二人が法律上の夫婦となるためには、結婚式を挙げることでも一緒に暮らすことでもなく、婚姻届を市区町村に届け出て受理されることが必要になる。受理された時点で法律上の婚姻が成立し、戸籍に反映される。当事者双方と証人の署名を備えた届書を提出して行う。
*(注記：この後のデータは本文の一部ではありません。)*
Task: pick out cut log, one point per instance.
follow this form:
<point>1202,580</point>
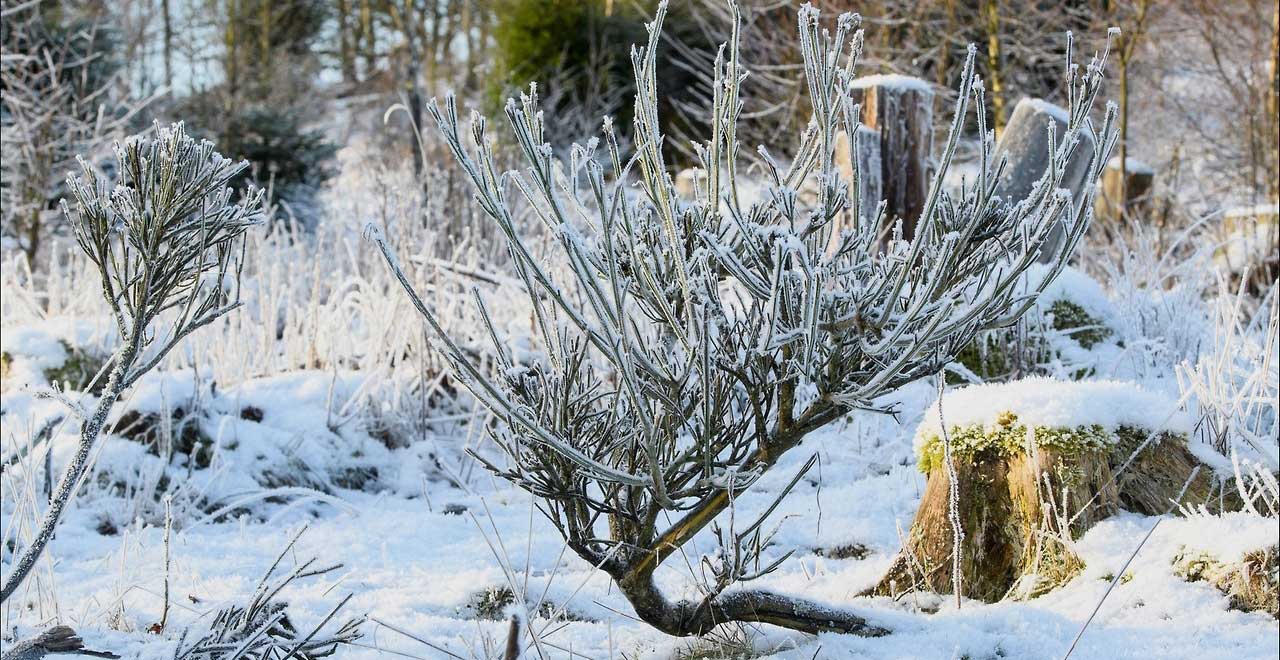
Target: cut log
<point>1125,192</point>
<point>901,109</point>
<point>1025,493</point>
<point>864,159</point>
<point>1025,143</point>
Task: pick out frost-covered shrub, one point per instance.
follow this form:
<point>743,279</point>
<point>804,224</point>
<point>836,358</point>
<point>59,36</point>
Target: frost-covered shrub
<point>685,344</point>
<point>1004,420</point>
<point>167,238</point>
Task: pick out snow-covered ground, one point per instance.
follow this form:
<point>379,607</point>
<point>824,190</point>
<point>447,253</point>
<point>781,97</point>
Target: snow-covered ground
<point>319,407</point>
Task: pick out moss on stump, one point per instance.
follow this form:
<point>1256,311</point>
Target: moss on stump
<point>1252,583</point>
<point>1024,495</point>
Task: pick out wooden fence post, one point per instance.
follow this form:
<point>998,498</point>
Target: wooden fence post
<point>901,110</point>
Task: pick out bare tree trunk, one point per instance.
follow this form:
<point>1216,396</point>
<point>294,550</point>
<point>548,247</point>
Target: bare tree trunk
<point>991,8</point>
<point>264,45</point>
<point>1272,177</point>
<point>168,44</point>
<point>366,31</point>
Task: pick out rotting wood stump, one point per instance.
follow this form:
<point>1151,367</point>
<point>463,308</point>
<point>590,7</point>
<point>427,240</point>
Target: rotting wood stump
<point>1025,493</point>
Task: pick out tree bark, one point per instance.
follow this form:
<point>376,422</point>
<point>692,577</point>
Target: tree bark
<point>1019,513</point>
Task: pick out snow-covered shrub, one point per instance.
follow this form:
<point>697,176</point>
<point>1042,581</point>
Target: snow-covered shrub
<point>167,239</point>
<point>690,343</point>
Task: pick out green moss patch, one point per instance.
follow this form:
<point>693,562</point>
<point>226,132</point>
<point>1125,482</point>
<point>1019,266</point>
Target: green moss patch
<point>1008,436</point>
<point>1252,583</point>
<point>78,371</point>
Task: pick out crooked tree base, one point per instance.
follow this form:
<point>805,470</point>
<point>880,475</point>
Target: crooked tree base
<point>1020,512</point>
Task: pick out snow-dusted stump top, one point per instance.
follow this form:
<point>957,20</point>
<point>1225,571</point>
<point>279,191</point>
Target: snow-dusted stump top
<point>1037,462</point>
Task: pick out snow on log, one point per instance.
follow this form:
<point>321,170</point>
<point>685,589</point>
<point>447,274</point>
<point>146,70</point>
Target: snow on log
<point>901,109</point>
<point>865,154</point>
<point>1037,462</point>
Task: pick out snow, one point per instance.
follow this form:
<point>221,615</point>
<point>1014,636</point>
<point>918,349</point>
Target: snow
<point>1073,285</point>
<point>296,389</point>
<point>892,79</point>
<point>1130,165</point>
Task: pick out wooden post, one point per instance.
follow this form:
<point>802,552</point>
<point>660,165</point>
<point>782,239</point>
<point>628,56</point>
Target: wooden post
<point>865,152</point>
<point>1025,143</point>
<point>901,109</point>
<point>1125,191</point>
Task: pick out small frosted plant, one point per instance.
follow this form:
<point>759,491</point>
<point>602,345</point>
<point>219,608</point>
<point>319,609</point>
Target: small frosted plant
<point>695,342</point>
<point>167,239</point>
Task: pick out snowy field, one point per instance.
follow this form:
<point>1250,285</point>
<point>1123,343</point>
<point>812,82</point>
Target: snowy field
<point>318,413</point>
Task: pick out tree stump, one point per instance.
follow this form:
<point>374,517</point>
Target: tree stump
<point>901,109</point>
<point>864,154</point>
<point>1248,246</point>
<point>1025,493</point>
<point>1125,192</point>
<point>1025,143</point>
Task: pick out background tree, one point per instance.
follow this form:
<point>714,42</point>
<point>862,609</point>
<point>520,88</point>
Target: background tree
<point>60,95</point>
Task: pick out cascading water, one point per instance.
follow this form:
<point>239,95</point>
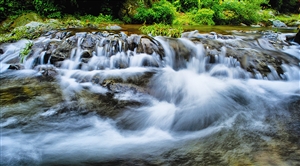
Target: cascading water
<point>136,108</point>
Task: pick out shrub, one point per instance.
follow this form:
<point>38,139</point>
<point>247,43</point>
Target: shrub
<point>236,12</point>
<point>188,5</point>
<point>160,12</point>
<point>47,8</point>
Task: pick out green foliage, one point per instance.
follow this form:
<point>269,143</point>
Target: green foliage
<point>160,12</point>
<point>162,30</point>
<point>25,51</point>
<point>188,5</point>
<point>196,17</point>
<point>203,17</point>
<point>286,6</point>
<point>19,33</point>
<point>235,12</point>
<point>47,8</point>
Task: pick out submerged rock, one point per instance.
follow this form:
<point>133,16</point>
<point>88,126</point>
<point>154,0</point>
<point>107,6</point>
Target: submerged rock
<point>278,23</point>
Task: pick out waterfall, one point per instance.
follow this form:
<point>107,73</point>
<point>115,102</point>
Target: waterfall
<point>185,101</point>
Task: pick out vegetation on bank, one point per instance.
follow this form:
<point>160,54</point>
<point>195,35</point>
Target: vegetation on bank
<point>162,14</point>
婚姻届は、戸籍法に基づく戸籍の届出のうち、届出が受理されて初めて効力が生じる創設的届出に当たる。すでに生じた事実を報告する出生届などの報告的届出とは異なり、婚姻届は届出という行為そのものが婚姻を成立させる。市区町村の戸籍担当は、婚姻の要件を満たしているか、届書の記載や証人の署名がそろっているかを確認して受理する。受理されると新たな戸籍が編製され、または一方の戸籍に他方が入る形で、夫婦の身分関係が戸籍に記録される。
受理によって成立する創設的届出
婚姻届は、戸籍法に基づく戸籍の届出であり、届出が受理されることによって法律上の婚姻が成立する創設的届出である。すでに生じた事実を届け出る出生届などの報告的届出とは異なり、婚姻という法律効果は、当事者の合意があるだけでは生じず、届出が受理されて初めて生じる。届書には、夫になる者と妻になる者の氏名・本籍などのほか、成年の証人二人の署名が必要であり、当事者双方の意思に基づく届出であることを確かめる仕組みがとられている。市区町村の戸籍担当は、婚姻の届出があったとき、法律の定める婚姻の要件に違反しないかを確認したうえで受理する。受理によって効力が生じるため、いつ受理されたかが婚姻の成立日となる。
戸籍の編製と関連する変動
婚姻届が受理されると、戸籍に夫婦の身分関係が記録される。婚姻によって夫婦について新たな戸籍が編製されるのが原則で、夫婦が称する氏を定め、その氏を基準として新戸籍がつくられる。これに伴い、当事者はそれまで入っていた親などの戸籍から抜けて新戸籍へ移ることになる。婚姻は氏の変更や、配偶者の取得など身分関係に大きな変動をもたらすため、戸籍の記載は相続や各種の手続の基礎となる。市区町村の窓口では、婚姻届の受付にあわせて、住民票の異動、マイナンバーカードや各種証明の氏名変更など、関連する手続を案内することがある。届出は、当事者の本籍地のほか、所在地の市区町村でもすることができる。